The principles and steps of systematic reviews are similar to any other research undertaking: formulation of the problem to be addressed, collection and analysis of the data, and interpretation of the results. A study protocol should be written, which states objectives and eligibility criteria, describes how studies will be identified and selected, explains how any assessment of methodological quality or risk of bias will be undertaken, and provides details of any planned synthesis methods. The results from eligible studies are expressed in a standardized format and are often displayed graphically in forest plots with confidence intervals. Heterogeneity between study results and possible biases may be explored graphically in a forest, funnel, and other plots, and in statistical analyses. If a meta‐analysis is deemed appropriate, a typical effect is estimated by combining the data. Most meta‐analysis methods follow either fixed‐effect(s) or random‐effects approaches, which differ in the way they treat between‐study heterogeneity. Meta‐analyses generally use relative effect measures, while absolute measures are used when applying the findings to clinical or public health situations.

Studies at high risk of bias may distort the results of systematic reviews and meta‐analyses.
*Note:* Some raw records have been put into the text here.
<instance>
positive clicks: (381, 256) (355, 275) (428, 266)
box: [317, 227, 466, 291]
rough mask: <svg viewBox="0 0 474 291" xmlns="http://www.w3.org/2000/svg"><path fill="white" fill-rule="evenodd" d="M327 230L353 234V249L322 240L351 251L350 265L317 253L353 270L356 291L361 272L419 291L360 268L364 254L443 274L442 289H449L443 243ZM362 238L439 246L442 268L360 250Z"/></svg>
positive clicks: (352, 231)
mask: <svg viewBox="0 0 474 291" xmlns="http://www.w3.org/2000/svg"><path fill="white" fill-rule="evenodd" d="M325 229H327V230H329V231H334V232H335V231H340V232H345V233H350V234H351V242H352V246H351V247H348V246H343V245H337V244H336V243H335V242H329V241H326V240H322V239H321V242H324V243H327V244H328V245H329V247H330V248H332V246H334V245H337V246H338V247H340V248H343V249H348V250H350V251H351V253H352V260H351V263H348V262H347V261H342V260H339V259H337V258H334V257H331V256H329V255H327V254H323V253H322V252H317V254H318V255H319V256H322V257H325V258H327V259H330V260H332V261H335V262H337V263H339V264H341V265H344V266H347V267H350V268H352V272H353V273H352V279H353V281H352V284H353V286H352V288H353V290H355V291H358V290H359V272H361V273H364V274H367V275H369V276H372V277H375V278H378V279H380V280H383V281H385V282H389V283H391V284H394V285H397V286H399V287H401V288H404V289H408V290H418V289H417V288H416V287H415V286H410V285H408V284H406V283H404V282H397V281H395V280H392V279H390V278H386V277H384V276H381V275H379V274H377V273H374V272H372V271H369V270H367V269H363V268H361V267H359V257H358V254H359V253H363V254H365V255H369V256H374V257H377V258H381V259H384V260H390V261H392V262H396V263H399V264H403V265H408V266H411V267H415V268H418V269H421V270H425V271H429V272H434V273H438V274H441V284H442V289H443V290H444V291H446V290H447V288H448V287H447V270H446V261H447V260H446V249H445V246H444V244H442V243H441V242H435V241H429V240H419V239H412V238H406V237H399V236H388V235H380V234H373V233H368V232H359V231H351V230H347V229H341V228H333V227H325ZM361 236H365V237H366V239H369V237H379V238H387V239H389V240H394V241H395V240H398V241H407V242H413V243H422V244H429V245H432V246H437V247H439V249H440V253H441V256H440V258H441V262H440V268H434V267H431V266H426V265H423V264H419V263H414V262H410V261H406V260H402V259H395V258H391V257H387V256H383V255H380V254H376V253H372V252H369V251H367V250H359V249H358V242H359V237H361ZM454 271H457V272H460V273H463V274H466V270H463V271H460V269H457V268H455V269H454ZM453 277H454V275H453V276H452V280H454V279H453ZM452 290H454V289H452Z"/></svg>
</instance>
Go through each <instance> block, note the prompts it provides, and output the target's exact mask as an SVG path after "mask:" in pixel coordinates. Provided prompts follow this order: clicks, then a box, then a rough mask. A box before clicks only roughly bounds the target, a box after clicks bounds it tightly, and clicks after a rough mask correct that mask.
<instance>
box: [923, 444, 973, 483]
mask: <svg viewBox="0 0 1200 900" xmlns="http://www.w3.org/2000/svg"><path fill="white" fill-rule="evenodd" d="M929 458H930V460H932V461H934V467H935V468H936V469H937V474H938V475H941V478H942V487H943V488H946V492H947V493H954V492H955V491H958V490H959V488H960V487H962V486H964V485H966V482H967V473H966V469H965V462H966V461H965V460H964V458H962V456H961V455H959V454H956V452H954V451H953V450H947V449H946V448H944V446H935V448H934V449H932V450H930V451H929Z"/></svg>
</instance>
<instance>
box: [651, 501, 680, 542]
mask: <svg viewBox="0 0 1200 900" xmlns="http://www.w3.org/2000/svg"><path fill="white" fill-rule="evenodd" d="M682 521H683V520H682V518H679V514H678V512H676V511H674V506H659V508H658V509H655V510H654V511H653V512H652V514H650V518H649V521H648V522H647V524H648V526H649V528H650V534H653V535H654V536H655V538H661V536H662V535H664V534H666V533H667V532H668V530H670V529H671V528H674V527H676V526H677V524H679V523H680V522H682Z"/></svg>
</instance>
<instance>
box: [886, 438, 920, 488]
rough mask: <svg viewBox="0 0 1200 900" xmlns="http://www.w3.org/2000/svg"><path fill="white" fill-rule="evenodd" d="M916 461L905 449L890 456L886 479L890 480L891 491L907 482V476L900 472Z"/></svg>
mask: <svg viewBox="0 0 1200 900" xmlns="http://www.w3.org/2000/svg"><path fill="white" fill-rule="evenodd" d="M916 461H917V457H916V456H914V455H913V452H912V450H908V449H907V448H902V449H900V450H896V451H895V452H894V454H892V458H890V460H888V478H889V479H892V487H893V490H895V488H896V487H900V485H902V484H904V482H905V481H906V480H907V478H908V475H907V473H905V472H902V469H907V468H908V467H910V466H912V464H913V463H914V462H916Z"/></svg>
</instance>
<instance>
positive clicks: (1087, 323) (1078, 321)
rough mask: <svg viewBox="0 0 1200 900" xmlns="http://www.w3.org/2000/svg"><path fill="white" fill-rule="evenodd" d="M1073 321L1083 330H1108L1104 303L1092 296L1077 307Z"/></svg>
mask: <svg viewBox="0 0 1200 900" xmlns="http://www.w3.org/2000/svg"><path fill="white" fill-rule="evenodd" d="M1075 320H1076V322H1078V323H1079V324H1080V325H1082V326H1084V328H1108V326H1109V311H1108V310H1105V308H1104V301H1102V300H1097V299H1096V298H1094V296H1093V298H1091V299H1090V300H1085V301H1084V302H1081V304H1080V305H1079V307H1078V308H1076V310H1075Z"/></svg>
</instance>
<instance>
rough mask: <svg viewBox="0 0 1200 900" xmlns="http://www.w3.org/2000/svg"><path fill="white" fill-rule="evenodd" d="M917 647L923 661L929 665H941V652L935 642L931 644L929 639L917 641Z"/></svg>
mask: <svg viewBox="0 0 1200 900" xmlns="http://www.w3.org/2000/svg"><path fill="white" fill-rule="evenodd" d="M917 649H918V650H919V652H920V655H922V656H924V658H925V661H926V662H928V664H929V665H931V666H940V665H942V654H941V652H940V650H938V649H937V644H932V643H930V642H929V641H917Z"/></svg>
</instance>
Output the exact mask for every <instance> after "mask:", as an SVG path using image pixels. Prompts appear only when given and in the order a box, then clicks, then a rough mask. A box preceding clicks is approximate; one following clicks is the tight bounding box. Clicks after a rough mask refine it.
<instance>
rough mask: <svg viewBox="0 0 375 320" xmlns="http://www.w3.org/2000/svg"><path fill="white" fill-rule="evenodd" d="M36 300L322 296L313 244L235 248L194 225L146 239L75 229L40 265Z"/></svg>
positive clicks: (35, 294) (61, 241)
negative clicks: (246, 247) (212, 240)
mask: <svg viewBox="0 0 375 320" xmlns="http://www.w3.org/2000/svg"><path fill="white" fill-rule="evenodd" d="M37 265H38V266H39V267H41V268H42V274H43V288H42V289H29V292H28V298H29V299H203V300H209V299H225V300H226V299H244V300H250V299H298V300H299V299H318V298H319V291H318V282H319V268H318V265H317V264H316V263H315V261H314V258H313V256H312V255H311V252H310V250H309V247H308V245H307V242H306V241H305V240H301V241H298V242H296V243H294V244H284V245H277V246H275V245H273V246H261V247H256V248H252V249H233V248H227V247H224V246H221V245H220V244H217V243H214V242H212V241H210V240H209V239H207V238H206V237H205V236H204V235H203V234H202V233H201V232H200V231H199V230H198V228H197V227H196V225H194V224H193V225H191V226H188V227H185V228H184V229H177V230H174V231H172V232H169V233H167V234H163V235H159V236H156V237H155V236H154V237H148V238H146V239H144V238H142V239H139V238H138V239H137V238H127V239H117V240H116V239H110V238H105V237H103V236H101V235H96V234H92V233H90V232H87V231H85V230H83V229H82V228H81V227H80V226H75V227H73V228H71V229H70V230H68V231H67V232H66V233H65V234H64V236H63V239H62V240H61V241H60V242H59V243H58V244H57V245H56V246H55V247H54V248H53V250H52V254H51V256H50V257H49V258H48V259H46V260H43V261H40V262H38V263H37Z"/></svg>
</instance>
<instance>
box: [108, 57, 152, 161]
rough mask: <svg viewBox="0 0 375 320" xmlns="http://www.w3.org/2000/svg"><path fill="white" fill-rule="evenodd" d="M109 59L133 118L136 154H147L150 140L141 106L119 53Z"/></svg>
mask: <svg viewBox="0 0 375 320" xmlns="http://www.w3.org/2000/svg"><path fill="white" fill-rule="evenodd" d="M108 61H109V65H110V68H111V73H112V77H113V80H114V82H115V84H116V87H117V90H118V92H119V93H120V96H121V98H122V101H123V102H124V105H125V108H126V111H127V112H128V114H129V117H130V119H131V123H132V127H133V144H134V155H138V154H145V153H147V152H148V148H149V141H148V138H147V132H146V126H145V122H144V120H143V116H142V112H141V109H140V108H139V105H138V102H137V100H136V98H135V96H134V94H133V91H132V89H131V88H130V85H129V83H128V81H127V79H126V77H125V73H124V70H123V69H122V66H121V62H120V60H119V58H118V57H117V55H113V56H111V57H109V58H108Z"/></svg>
Based on empirical evidence and theoretical considerations, the following sources of bias should be assessed when including randomized trials in a review: bias arising from the randomization process, bias due to deviations from the intended interventions, bias due to missing outcome data, bias in measurement of the outcome, and bias due to selective reporting. The use of summary scores from quality scales is problematic. Results depend on the choice of scale, and the interpretation of the results is difficult. Therefore, judging risk of bias within separate specified bias domains and recording the information on which each judgment is based – the domain‐based approach – are preferred. Assessments of risk of bias of included studies should routinely be incorporated in systematic reviews and meta‐analyses. Currently, this is best done using sensitivity analyses.